On 12 October 1793, Tronson du Coudray and Chauveau-Lagarde were assigned to defend Louis XVI's widow, Marie Antoinette, after she indicated to the Revolutionary Tribunal that she did not know any lawyers. Her trial began the following Monday, on 14 October. Her charges included collaborating with France's enemies and grossly mismanaging France's finances for her own pleasures. Jacques Hébert also accused her of incestuous acts with her young son Louis XVII. After over a day of witness testimony, Tronson du Coudray and Chauveau-Legarde were each given two hours to speak in her defense. Most expected that the former queen would be banished, but she was found guilty on all charges and sentenced to death on 16 October 1793.

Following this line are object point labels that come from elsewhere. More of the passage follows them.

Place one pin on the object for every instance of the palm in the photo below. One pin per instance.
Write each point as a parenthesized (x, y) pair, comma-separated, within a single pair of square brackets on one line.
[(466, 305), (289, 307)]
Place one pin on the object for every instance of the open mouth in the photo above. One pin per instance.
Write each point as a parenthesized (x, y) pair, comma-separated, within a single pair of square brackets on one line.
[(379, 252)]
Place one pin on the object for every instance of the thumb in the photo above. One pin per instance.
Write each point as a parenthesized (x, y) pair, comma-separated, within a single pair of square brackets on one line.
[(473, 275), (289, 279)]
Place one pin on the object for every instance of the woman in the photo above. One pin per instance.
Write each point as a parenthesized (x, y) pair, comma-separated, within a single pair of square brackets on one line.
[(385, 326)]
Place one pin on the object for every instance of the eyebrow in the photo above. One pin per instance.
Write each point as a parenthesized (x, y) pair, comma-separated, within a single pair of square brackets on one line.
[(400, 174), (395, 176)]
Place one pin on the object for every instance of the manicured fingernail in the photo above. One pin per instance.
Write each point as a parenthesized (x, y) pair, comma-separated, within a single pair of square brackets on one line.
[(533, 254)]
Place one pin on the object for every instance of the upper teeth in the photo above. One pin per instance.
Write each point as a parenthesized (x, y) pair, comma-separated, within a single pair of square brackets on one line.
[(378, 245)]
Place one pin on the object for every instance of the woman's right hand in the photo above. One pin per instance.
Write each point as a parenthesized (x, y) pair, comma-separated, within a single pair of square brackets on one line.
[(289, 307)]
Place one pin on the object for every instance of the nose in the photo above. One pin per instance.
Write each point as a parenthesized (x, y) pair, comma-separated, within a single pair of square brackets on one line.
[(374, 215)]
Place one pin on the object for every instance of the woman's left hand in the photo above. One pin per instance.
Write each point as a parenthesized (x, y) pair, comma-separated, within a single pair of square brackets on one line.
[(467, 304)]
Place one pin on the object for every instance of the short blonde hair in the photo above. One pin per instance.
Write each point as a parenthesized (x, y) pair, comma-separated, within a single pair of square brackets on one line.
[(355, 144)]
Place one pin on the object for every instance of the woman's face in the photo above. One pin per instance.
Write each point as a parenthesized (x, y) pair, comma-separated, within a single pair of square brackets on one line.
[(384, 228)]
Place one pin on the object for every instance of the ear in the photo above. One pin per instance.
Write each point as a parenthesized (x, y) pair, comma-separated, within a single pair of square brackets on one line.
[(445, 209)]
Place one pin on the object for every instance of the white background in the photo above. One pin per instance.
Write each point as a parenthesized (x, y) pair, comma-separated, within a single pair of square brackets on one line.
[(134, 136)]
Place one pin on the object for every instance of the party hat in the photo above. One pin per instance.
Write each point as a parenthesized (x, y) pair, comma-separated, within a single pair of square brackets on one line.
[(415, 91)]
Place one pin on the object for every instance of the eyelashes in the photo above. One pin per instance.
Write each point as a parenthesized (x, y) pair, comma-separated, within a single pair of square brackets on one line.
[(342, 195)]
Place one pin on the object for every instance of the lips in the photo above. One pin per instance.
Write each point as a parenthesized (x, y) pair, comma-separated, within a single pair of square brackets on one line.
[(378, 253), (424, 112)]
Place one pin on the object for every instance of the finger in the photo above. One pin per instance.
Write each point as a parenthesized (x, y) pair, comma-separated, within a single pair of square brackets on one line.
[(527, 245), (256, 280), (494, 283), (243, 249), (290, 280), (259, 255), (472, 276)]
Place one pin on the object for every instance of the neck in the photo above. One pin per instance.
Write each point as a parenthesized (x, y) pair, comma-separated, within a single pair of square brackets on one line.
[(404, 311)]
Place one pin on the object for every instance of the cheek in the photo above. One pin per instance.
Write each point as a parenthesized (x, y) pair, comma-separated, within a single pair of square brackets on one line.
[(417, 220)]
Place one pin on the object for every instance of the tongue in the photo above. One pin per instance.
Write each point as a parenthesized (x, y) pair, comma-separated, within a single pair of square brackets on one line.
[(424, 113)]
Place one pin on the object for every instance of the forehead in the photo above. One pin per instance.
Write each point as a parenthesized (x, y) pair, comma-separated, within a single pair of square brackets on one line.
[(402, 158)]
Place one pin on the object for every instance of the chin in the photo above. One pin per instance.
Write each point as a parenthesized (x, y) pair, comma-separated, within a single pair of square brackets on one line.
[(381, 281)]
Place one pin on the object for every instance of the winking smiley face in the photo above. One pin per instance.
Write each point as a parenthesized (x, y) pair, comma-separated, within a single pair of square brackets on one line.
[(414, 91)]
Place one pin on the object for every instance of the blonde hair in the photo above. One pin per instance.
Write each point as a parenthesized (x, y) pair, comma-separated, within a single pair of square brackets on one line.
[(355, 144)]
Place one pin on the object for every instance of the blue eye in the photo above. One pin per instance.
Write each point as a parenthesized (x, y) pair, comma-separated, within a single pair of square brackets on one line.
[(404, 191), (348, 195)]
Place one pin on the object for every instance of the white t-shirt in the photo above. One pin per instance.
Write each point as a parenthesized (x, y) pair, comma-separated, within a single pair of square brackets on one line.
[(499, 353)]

After Marie Antoinette's trial, Tronson du Coudray was denounced and briefly detained. He was released by decree of the Convention.

==Later life and death==

In 1795, Tronson du Coudray was appointed to the Council of Ancients for Seine-et-Oise. He was arrested after the coup of 18 Fructidor in September 1797 and deported to Sinnamary in French Guiana. He died on 27 May 1798.